対してECOPIAは23~24km/hあたりからラインが膨らみ始める。このあたりから舵の修正が必要になり、26km/hあたりでコントロールが効かなくなる。その違いは明らかだ。しかもFINESSAはグリップを失いながらも姿勢変化がゆっくりなので、そこからアクセルワークで元のラインに戻せる。この安心感はかなり有意義だ。
◆濡れた路面で安心感を生む排水性と接地感
次のウェットハンドリングコースでは新品のFINESSA HB01とECOPIA NH200Cを乗り比べた。試乗車はシエンタである。

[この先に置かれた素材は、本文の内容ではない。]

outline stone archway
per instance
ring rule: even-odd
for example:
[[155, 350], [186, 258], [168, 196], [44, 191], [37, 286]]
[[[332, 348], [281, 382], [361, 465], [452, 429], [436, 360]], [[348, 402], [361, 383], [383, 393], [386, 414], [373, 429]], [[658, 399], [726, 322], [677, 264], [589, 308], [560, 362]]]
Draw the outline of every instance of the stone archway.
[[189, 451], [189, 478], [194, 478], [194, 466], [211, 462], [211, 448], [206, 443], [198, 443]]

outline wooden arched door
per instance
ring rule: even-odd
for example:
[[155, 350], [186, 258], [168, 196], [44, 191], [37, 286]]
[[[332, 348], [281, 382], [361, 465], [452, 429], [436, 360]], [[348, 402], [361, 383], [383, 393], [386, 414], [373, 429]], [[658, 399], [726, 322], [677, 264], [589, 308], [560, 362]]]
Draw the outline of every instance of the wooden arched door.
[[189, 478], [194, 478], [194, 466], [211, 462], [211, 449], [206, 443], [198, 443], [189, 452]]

ここではスタート時にアクセルを全開にした際の挙動と、コーナリング時の安定性を試したが両者の違いは明白だった。路面の捉え方、そこからトラクションが伝わる速さは明らかにFINESSAに軍配が上がる。ドライ路面と変わらないほどのグリップ感だ。
さらにコーナーでのライン取りもFINESSAはそれほど気を使わなくてすむ。初めは進入速度を大きく落としたが、それも必要ないことがわかった。操舵角が極端に大きくない限り慎重になる場面はない。

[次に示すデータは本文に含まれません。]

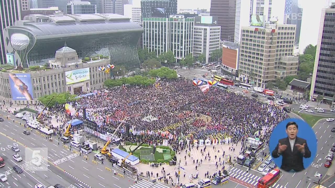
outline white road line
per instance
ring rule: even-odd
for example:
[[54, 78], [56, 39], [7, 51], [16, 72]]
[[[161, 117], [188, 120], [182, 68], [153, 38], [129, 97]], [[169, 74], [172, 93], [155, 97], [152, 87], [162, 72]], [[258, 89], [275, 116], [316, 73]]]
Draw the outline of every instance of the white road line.
[[301, 182], [301, 180], [300, 180], [300, 181], [299, 181], [299, 183], [298, 183], [298, 185], [296, 185], [296, 186], [295, 187], [295, 188], [296, 188], [297, 187], [298, 187], [298, 186], [299, 186], [299, 184], [300, 183], [300, 182]]

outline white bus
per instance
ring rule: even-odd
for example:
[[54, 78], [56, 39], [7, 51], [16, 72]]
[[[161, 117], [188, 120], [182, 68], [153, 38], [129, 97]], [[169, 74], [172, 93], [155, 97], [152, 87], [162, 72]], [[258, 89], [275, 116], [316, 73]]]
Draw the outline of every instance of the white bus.
[[254, 87], [254, 86], [251, 85], [249, 85], [249, 84], [244, 83], [241, 83], [241, 84], [239, 84], [239, 87], [240, 87], [248, 90], [252, 90], [253, 88]]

ではどうやってFINESSAはウェット性能を高めているのか。その仕組みの一つに排水性の良さがある。接地端のラグ溝を主溝側よりも太くすることで排水性を高めている。
排水性が良くないと速度が上がった際にクルマが浮き、タイヤと路面の間に水の膜ができる。いわゆるハイドロプレーニング現象だ。FINESSAはタイヤの溝を深くして排水性を高めることで、この現象を抑えている。これによりデータ上FINESSA HB01はECOPIA NH200より制動距離をおよそ15%短縮している。
◆ドライ路面では安定感と応答性を確認
最後はドライ路面での走り。ここではFINESSA HB01とECOPIA NH200Cで走った。クルマはN-BOX。40km/hでのスラロームとレーンチェンジ、突起物の乗り越えを体験した。

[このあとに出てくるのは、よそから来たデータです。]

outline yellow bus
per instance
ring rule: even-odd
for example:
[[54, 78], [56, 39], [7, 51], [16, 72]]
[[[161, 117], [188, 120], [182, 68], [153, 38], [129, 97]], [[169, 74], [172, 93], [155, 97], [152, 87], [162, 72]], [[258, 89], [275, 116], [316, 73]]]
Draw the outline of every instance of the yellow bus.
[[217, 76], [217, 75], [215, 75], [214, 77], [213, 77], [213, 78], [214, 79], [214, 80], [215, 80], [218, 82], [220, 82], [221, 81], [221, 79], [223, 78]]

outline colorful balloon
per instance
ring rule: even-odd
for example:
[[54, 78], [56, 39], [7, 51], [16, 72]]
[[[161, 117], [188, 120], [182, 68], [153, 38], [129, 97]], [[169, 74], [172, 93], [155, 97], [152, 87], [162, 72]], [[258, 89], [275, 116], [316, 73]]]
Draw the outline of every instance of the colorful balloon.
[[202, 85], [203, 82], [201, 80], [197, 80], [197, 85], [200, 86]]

ただ、ドライではウェットほどの違いは感じなかった。ともに時速40kmくらいまでならグリップ力は高く、クルマは安定していた。ステアリングに対する応答性はFINESSAの方が少し良いという印象だ。
ただホンダ『N-BOX』のような重心の高いクルマはちゃんと走るものの、コーナーでのタイヤの接地性によって上屋の動きが変わる。少し揺さぶられる感覚だ。きっとトヨタ『プリウス』や『カローラ』では感じにくい挙動だろう。
そこにはタイヤブロックのサイプ形状を変えた効果が表れている。コーナーでタイヤに負荷がかかるとサイプが噛み合い、タイヤの剛性が上がって接地性を高める仕組みだ。
◆FINESSAは日常の安全性を底上げするタイヤ
以上が今回のタイヤテストの感想である。守備範囲の広い商品だけに、あらゆるシーンでの使われ方に対応しようとしているのがわかる。特にウェット性能はパフォーマンスの底上げに成功している。
パワーの大きくないクルマはアクセル操作が雑になりがちなので、タイヤの性能は重要だ。その意味でFINESSAは日常の安全性を高めるタイヤであることを理解した。